My father graduated from Usmania University, Hyderabad (now Osmania) in Masters of Persian when he was only 18, in 1949.
My grandfather Hassan Naqvi was a lawyer with the High Court of the Nizam of Hyderabad at the time and also owned a lot of agricultural land in Pimpalwadi (District Beed, Now in Maharashtra). Agriculture was a big part of the family income.
When Partition of India and Pakistan was announced, my grandfather was still very optimistic that Hyderabad will be declared an independent state. The Nizam of Hyderabad was very adamant about that. But the Indian Government did not comply and the Nizam had to surrender in 1948.
With a lot of sorrow, and seeing no other option in a very precarious India, my grandparents along with their children were finally forced to join thousands of others and leave India in 1955. All of our assets, a house at Muhalla Qila as well as the cultivated agricultural land were left behind, abandoned.
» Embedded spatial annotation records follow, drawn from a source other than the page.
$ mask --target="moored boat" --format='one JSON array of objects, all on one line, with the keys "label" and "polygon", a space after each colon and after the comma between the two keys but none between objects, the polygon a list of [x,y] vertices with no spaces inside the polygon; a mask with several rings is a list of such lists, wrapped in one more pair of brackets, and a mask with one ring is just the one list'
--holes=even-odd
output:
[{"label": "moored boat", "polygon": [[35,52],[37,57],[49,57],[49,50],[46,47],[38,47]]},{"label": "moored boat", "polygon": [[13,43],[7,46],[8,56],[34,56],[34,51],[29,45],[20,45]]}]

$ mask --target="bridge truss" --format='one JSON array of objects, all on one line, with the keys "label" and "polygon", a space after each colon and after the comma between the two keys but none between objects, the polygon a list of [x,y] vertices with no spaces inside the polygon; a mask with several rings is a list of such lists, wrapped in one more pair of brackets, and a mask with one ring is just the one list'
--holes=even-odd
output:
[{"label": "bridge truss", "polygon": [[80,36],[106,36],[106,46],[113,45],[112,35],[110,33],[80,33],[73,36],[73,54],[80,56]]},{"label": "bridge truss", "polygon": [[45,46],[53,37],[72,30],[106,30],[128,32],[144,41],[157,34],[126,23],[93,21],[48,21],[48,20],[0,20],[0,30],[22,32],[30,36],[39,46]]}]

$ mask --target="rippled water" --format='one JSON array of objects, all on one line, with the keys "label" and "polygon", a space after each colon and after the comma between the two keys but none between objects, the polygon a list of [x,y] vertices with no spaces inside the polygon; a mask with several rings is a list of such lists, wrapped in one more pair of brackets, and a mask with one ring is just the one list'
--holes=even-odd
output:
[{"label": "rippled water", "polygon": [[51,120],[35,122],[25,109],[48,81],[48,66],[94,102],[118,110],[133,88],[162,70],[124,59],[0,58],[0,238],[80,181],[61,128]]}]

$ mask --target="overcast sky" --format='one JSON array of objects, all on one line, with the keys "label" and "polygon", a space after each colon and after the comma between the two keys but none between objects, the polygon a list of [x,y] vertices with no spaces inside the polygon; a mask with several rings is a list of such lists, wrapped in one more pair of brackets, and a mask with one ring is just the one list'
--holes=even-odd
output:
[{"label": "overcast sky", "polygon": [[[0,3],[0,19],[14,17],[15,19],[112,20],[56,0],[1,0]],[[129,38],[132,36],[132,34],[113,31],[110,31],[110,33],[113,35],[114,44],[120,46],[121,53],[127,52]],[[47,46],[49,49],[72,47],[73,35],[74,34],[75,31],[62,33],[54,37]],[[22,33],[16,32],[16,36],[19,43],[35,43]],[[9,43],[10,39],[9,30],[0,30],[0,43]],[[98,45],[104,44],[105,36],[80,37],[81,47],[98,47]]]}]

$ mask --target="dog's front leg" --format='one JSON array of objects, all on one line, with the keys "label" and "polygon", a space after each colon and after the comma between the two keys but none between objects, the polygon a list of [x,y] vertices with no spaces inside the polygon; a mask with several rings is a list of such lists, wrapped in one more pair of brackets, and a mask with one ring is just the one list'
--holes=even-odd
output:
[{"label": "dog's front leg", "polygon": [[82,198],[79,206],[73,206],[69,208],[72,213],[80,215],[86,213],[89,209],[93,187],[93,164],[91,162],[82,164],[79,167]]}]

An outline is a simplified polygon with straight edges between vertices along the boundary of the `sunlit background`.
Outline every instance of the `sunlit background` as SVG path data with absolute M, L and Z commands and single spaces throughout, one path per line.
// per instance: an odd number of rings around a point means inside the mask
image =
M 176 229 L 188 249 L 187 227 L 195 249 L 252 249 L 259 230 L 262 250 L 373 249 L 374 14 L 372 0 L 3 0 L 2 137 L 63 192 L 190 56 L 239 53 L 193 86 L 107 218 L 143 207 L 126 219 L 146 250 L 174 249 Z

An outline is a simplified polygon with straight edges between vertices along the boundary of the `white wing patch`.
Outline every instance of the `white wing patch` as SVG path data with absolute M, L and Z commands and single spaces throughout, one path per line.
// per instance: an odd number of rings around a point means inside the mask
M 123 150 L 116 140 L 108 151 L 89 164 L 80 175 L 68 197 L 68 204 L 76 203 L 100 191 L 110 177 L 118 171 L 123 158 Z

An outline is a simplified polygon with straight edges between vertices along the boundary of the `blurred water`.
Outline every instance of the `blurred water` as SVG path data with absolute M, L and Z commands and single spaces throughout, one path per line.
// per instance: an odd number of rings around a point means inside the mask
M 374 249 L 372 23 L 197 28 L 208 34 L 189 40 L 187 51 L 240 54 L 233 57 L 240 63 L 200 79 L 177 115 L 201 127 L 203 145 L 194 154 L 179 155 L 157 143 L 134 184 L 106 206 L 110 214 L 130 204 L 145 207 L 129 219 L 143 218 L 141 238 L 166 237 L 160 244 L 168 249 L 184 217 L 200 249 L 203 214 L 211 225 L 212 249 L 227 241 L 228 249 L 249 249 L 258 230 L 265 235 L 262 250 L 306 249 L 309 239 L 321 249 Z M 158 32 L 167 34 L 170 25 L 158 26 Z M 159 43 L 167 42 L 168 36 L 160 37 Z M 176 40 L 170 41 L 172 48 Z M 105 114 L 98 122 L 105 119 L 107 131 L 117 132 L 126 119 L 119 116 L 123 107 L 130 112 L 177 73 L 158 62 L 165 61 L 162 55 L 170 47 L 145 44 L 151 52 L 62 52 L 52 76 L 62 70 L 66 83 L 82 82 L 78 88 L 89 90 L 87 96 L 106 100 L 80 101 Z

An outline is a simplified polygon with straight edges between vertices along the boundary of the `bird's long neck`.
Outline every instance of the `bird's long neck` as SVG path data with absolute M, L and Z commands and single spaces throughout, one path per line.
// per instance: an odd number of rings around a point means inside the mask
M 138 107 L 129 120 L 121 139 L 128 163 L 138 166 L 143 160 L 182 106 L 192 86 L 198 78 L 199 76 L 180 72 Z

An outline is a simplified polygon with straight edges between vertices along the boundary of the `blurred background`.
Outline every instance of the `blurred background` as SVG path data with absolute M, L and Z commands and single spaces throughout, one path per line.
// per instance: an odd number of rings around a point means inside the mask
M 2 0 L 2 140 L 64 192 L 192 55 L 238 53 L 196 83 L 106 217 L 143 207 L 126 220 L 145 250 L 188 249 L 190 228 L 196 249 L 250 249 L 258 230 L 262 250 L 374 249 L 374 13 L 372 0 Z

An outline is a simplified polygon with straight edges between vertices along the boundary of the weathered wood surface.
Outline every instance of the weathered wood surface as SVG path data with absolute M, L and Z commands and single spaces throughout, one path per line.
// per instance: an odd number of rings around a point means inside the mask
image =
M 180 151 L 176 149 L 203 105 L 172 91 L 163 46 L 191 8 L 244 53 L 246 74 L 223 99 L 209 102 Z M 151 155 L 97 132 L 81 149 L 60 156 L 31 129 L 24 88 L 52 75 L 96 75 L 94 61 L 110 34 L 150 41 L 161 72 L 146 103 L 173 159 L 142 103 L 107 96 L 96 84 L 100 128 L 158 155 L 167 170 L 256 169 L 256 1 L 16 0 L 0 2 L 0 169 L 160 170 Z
They migrated to Karachi via Bombay on a ship. With our roots, and legacies all left behind, my family had to go through a lot of hurt, disillusionment and suffering. Consequences of which can be felt till today. In my family’s words “we were simply plucked and sent into a dark and dangerous journey to Pakistan with no home, no job or even land to call our own.” Many people along with them, never made it to the shores of Pakistan and many were killed right after they landed.
I feel great sorrow when I think about that. Now I work in a financial institution as a manager in a Punjab province of Pakistan with my mother and two siblings. In all these years, I have never stopped thinking about what could have been.
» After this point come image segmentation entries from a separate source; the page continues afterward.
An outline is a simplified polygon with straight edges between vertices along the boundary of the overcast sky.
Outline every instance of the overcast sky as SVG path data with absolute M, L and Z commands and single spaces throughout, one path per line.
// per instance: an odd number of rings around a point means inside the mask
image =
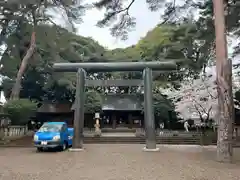
M 95 1 L 97 0 L 88 0 L 87 2 Z M 82 36 L 92 37 L 109 49 L 124 48 L 136 44 L 141 37 L 144 37 L 149 30 L 153 29 L 160 22 L 160 13 L 161 11 L 149 11 L 145 0 L 135 1 L 130 9 L 130 14 L 136 18 L 137 22 L 135 31 L 129 33 L 128 40 L 121 41 L 111 36 L 109 28 L 96 26 L 97 21 L 103 17 L 104 10 L 88 10 L 83 16 L 83 23 L 77 25 L 77 33 Z M 60 21 L 61 18 L 61 16 L 58 17 Z

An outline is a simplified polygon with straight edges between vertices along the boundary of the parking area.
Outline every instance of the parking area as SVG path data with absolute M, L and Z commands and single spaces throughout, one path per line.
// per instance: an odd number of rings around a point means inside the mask
M 1 180 L 239 180 L 240 150 L 234 164 L 214 161 L 215 148 L 88 144 L 81 152 L 0 148 Z

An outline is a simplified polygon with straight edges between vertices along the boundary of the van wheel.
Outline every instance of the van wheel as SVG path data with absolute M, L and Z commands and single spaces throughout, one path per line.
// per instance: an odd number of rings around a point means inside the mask
M 38 148 L 37 148 L 37 152 L 43 152 L 43 148 L 38 147 Z

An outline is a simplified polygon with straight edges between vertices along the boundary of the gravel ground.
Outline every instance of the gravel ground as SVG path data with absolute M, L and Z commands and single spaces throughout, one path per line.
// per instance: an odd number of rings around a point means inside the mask
M 82 152 L 43 152 L 1 148 L 0 180 L 231 180 L 240 179 L 240 149 L 235 162 L 214 161 L 215 148 L 142 145 L 86 145 Z

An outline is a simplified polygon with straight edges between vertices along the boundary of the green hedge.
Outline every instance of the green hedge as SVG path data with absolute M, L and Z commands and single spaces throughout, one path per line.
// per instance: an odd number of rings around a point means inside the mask
M 37 104 L 29 99 L 9 100 L 3 109 L 9 114 L 12 125 L 25 125 L 36 113 Z

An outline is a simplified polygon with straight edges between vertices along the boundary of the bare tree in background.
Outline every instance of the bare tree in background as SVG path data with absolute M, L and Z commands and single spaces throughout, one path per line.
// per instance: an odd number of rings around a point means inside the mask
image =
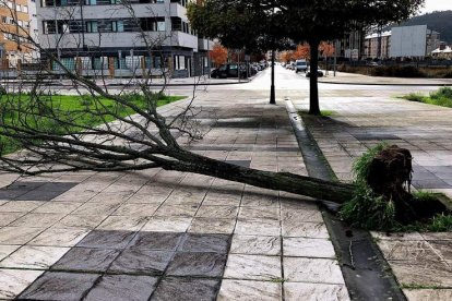
M 123 5 L 139 24 L 132 7 L 127 2 Z M 70 13 L 68 11 L 68 17 Z M 71 34 L 63 31 L 58 37 L 57 47 L 58 43 L 68 38 L 78 39 L 74 35 L 71 37 Z M 159 49 L 168 37 L 155 39 L 141 29 L 136 38 L 145 44 L 150 55 L 154 55 L 155 49 Z M 197 119 L 197 113 L 202 108 L 194 106 L 195 88 L 190 99 L 181 100 L 178 113 L 163 116 L 157 110 L 157 101 L 166 86 L 159 91 L 151 88 L 154 70 L 150 65 L 141 65 L 141 72 L 134 72 L 135 76 L 124 83 L 128 89 L 111 91 L 106 81 L 110 74 L 103 68 L 98 73 L 92 74 L 97 76 L 98 80 L 95 81 L 80 72 L 80 67 L 68 67 L 58 53 L 40 48 L 29 35 L 26 35 L 26 39 L 46 55 L 53 68 L 36 72 L 34 81 L 19 81 L 14 91 L 7 88 L 9 93 L 1 96 L 0 147 L 2 153 L 8 144 L 14 144 L 22 149 L 1 156 L 0 169 L 4 171 L 40 174 L 163 168 L 218 177 L 337 203 L 352 195 L 353 186 L 349 184 L 287 172 L 255 170 L 189 152 L 177 139 L 202 139 L 203 129 Z M 102 33 L 98 44 L 102 44 Z M 162 74 L 166 76 L 166 68 L 162 68 Z M 84 105 L 81 109 L 68 111 L 64 106 L 59 105 L 59 96 L 49 91 L 49 79 L 55 79 L 55 70 L 60 70 L 70 81 L 71 92 L 78 94 Z M 136 75 L 141 79 L 136 79 Z M 103 99 L 108 99 L 110 105 L 105 105 Z M 124 109 L 130 113 L 120 113 Z M 81 119 L 87 120 L 87 124 L 81 124 Z

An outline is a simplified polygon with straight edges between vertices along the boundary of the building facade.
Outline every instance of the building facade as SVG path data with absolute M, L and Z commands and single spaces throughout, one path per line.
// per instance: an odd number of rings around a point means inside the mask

Image and Text Contributed by Saugato Datta, London
This photograph was taken at a photo Studio in Dhaka.
The woman in the upper-right corner (dark blouse, sari and dangling earrings) is my grandmother Smritikona Basu (nee Majumdar) (1919-1995). To her left, in the middle is her older sister, Sadhana Basu and then their cousin whose name I don’t know.
The man is Sadhana’s husband, Manindranath Bose, who was a lecturer in Dhaka University. After partition of Indian and Bangladesh, he migrated to Bihar and became a professor and later a principal of a college in Begusarai. The baby is Sadhana’s oldest son (Samir Bose, 1933 -). He is now a retired Professor of Physics at the Notre Dame University, South Bend, Indiana. The old lady is my great-great-grandmother, Swarnalata Majumdar. My guess is she would have been born around 1880.
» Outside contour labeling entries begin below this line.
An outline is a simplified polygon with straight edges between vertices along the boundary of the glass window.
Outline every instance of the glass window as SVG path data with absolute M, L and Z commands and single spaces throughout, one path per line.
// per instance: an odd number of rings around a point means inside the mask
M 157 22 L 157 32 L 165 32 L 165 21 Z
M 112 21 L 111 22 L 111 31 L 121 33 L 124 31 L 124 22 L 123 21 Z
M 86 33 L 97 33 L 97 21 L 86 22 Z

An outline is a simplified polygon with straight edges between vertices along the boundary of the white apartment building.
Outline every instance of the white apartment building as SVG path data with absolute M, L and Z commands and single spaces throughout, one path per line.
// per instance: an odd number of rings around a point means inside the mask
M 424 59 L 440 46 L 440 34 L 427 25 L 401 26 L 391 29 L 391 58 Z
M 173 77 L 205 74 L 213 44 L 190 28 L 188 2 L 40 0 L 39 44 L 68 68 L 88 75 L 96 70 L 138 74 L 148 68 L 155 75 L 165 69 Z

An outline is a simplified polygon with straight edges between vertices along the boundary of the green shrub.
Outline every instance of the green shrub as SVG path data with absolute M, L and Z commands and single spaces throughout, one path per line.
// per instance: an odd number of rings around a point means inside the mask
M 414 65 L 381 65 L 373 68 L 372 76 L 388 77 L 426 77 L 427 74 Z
They all lived at my great great Grandmother Swarnalata’s house in Tikatuli, old Dhaka.
Image and Text contributed by Madhypriya Sinha
Mr Chowfin was part Chinese and part Indian. When the strapping Pathans from the bride’s family went to the station to receive the groom, they returned empty handed claiming that the grooms family never arrived, there were however, many chinese people hanging about at the station.